So many people who grew up in San Diego establish a connection with Balboa Park early on that stays with them their entire life. Visitors Center volunteer Ron Oliver can actually trace his family’s connection to the park to a photo of his grandparents taken at the 1915 Panama California Exposition. Inspired by his early experiences, love of local history, and extensive civic engagement, Ron continues to share his love of Balboa Park and its rich heritage to the many visitors he greets inside the Visitors Center.
How long and in what capacity have you been volunteering in Balboa Park?
I’ve worked at the information desk for three years.
What got you interested in volunteering in Balboa Park?
I’ve said all along that when I retire I’m going to volunteer in Balboa Park. I was actually around to work on the very first Christmas on the Prado. It was a way to get people in the park after the old Electric Building (Casa de Balboa) burned down and was under reconstruction. So, after I retired, when I heard they needed volunteers for December Nights, I signed up for that, and that’s how I began doing volunteer work for the Conservancy. I was going to be a docent at one of the museums, but I like the whole park and not just the cultural center of the park. I like the recreational parts too: the two archery ranges, the disc golf course, and I love the Balboa Park golf course—it’s one of the most fun courses to play.

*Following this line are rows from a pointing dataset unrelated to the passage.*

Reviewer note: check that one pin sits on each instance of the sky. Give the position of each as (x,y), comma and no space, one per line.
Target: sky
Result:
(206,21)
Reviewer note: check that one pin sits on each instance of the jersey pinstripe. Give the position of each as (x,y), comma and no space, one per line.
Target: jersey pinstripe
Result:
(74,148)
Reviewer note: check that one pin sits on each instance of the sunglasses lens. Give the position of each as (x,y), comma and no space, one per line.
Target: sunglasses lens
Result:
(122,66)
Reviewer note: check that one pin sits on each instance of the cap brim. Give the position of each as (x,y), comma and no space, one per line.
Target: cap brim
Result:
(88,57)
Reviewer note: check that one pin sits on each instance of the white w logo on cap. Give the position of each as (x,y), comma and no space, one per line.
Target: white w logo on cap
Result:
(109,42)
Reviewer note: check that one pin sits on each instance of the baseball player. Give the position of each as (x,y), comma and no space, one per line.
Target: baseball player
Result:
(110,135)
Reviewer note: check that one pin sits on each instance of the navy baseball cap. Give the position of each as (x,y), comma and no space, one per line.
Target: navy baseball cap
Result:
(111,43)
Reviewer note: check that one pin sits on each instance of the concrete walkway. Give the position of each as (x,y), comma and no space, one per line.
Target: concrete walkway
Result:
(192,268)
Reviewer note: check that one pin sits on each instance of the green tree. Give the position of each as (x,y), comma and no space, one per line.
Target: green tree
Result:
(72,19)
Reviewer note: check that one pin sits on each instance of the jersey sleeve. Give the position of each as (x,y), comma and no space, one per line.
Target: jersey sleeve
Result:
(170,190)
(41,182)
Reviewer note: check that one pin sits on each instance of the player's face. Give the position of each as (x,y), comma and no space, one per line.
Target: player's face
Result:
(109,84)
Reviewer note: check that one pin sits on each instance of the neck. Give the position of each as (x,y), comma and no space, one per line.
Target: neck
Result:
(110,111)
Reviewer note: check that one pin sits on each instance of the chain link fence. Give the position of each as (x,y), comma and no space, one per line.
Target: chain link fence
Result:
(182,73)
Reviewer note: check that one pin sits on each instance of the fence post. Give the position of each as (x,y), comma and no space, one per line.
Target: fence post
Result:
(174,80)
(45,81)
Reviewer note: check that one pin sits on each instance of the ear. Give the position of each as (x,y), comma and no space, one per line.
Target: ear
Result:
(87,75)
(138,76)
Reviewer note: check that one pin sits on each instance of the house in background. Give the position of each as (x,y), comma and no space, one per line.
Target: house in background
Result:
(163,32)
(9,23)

Tell us a little bit about your background?
I was born in San Diego and grew up in La Mesa, attending Lemon Grove Junior High School and Helix High School.
I started in construction out of college and worked as a foreman on the reconstruction of the Ford Building here in the park. But all the time I was in high school and college, I was very involved in politics. I was student body president at my college and worked on various political campaigns. So, after 13 years in construction, I was asked by a friend to work with him as a representative for the District 3 city councilmember’s office. After a couple other jobs, I was hired on as the president of the Central City Association, which I did for seven years, and then for six more years after the CCA became Downtown San Diego Partnership. In my last job, which I retired from, I was director of development at EDCO waste disposal. People would say to me at the time, you’ve been talking trash your whole life, now you get paid to do it!
I also served on the Balboa Park Committee for 25 years, and I was on the board of the San Diego Historical Society (now the San Diego History Center) and the San Diego Automotive Museum.
Growing up in SD, what is one of your favorite early memories of Balboa Park?
When I was in junior high school, the San Diego Museum of Art had the Young Art program, even back then, where they would have area school students submit artwork, and if the judges accepted it, it got displayed in the museum. One year my submission was accepted, so I can say I’ve had my artwork displayed at the San Diego Museum of Art!
Is there anything about you that would surprise most people?
I was born and raised racing sailboats on Mission Bay. So I’ve done a lot of sailing!
Tell us something most people don’t know about Balboa Park.
I like how you can find almost any activity in Balboa Park: chess, horseshoes, Frisbee golf… Also, I believe we have the largest collection of museums in one location anywhere outside of the Smithsonian. The activities you can participate in here are so varied. I can’t imagine someone coming to the park and not finding at least one thing they enjoy seeing or doing. I also like to tell people about the little “pocket parks” within the park that most people don’t realize exist.
What is your favorite season or time of year in the park and why?
Early fall. The park is less crowded and the foliage is still green. I also like the many nighttime activities. One of the best things to happen here is Panama 66. On a Friday or Saturday night the line is out the door! Food Truck Friday is great too!
If someone has only a couple of hours to spend in the park, what do you recommend they do?
I tell them to walk down to the Museum of Man and look at the façade, and then walk back up the Prado. I point out things for them to look at along the way and explain some of the history, like the Spreckels Organ being the largest outdoor organ in the world, the Botanical Building, the outdoor sculptures, the Zoro Garden, and so forth. And I have their walk end up in the Rose Garden. It’s only a 12-minute walk without stopping, but with so many things to look at, it can take a full two hours.
What is the most interesting/unusual thing you’ve encountered while volunteering?
There’s just so many interesting things in the park. It’s just so invigorating to hear the enthusiasm of visitors. Some come in saying things like, “I can’t believe you have this in the center of your city!” It just warms my heart to hear that.